Scientists rush to save fish caught up in Brazil dam disaster
Biologists and environmentalists have been racing to save fish caught up in the disaster that saw two Brazilian iron ore mines pollute the Doce river after two of their dams collapsed earlier this month, unleashing a highly toxic wave of mud.
The mission Noah's Ark has been launched by biologists to attempt to save acquatic life threatened by the polluted water. Scientists have warned that the level of aluminum in the water is non-toxic to humans but harmful and potentially lethal to some fish.
Mining company Samarco, who was responsible for the ecological disaster, has put out a statement saying it has donated six 1,000-litre tanks to house the fish while they're being removed by from the river, along with two trucks to transport them to nearby lakes.
Brazilian newspaper O Globo highlighted that there was concern among biologists that the contamination could extend as far as the sensitive Abrolhos archipelago, a collection of islands that form Brazil's hotspot for marine life.
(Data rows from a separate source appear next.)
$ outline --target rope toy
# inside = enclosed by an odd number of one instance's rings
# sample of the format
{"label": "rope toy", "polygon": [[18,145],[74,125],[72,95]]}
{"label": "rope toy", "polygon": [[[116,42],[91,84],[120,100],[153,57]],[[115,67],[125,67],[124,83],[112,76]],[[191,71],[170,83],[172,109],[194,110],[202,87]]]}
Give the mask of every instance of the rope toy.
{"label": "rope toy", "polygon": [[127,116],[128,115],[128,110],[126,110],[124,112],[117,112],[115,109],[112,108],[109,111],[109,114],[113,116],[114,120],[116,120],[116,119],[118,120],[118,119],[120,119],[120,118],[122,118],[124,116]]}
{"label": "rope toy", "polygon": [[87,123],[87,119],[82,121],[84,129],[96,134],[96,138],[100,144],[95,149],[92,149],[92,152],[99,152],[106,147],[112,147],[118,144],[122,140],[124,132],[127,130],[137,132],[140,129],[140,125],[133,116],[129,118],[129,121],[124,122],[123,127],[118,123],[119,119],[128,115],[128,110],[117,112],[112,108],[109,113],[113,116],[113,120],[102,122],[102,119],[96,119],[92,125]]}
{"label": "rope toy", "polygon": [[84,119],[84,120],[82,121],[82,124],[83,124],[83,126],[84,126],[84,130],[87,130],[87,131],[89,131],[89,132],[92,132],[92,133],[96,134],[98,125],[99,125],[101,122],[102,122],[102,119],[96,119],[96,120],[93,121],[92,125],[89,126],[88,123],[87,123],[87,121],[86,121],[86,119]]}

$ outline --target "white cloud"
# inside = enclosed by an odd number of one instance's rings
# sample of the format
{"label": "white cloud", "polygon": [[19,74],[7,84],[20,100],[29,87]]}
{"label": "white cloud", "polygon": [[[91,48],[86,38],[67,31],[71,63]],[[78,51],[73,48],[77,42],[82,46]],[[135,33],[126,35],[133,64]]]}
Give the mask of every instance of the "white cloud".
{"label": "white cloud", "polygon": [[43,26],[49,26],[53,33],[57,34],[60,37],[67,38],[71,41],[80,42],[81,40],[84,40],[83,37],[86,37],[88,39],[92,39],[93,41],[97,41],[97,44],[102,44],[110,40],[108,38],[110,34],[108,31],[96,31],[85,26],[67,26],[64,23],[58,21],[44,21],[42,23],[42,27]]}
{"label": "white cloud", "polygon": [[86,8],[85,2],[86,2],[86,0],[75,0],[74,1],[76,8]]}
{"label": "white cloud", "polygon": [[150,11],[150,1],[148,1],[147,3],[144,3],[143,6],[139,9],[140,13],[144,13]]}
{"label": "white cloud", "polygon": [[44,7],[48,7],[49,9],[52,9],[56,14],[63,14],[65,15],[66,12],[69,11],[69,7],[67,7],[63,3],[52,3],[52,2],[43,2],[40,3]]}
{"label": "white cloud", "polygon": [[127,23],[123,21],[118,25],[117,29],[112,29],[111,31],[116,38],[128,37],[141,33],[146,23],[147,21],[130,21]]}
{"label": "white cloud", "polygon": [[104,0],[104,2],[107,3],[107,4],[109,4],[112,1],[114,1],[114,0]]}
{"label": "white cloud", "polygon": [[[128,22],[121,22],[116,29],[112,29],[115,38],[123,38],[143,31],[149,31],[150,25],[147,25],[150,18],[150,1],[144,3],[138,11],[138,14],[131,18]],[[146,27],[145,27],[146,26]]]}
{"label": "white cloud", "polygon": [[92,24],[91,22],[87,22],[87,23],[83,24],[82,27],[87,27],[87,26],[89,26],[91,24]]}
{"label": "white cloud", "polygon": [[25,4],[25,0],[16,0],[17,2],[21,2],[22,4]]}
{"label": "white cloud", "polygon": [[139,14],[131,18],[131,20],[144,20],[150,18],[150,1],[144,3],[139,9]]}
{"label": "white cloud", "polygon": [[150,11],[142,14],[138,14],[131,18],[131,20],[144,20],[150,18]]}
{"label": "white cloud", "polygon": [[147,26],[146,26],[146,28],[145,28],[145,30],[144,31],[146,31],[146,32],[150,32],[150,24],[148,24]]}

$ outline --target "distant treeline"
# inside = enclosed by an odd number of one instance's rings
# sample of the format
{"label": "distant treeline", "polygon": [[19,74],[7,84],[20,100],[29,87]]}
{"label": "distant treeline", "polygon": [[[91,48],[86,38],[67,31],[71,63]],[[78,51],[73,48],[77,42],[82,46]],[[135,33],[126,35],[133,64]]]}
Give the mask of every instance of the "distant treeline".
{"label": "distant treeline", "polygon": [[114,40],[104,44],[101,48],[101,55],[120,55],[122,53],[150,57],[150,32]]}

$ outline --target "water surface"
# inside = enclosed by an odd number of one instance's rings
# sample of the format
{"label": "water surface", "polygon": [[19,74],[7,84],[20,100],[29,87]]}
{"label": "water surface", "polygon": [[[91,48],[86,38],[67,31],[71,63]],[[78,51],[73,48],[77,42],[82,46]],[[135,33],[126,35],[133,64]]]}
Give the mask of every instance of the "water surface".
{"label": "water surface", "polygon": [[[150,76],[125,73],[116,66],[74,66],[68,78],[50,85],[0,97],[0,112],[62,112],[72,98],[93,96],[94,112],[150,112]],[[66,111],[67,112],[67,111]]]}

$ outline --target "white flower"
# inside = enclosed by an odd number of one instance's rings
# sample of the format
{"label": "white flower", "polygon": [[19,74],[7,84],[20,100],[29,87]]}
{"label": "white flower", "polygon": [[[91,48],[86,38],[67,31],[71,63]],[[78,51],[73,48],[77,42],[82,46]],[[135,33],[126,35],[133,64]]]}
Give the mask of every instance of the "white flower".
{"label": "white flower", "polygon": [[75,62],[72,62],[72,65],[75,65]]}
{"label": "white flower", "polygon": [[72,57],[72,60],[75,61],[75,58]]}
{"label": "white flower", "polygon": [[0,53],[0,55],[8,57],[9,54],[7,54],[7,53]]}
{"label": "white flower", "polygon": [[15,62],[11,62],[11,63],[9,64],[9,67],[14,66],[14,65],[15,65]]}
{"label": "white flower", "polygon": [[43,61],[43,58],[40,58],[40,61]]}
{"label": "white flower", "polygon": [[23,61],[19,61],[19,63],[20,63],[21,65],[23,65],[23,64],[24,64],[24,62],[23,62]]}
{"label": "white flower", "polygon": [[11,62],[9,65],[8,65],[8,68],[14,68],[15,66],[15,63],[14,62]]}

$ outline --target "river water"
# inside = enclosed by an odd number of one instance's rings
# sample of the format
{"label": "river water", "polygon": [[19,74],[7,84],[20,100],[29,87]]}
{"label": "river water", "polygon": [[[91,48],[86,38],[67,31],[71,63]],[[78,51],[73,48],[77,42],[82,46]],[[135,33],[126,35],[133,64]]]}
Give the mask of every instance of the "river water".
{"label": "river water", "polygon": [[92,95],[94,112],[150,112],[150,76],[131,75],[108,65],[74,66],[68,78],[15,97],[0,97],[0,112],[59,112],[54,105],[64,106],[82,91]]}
The archipelago could now also be at risk from the mud tide.
Brazil has levied an initial fine of $66 billion to Samarco and the companies responsible for the environmental pollution. Brazil's president Dima Roussef told the owners of the mines that the Brazilian government expected the companies to pay for rescue and cleanup efforts, as well compensation for more than 500 people who were displaced as their homes were destroyed, according to the BBC.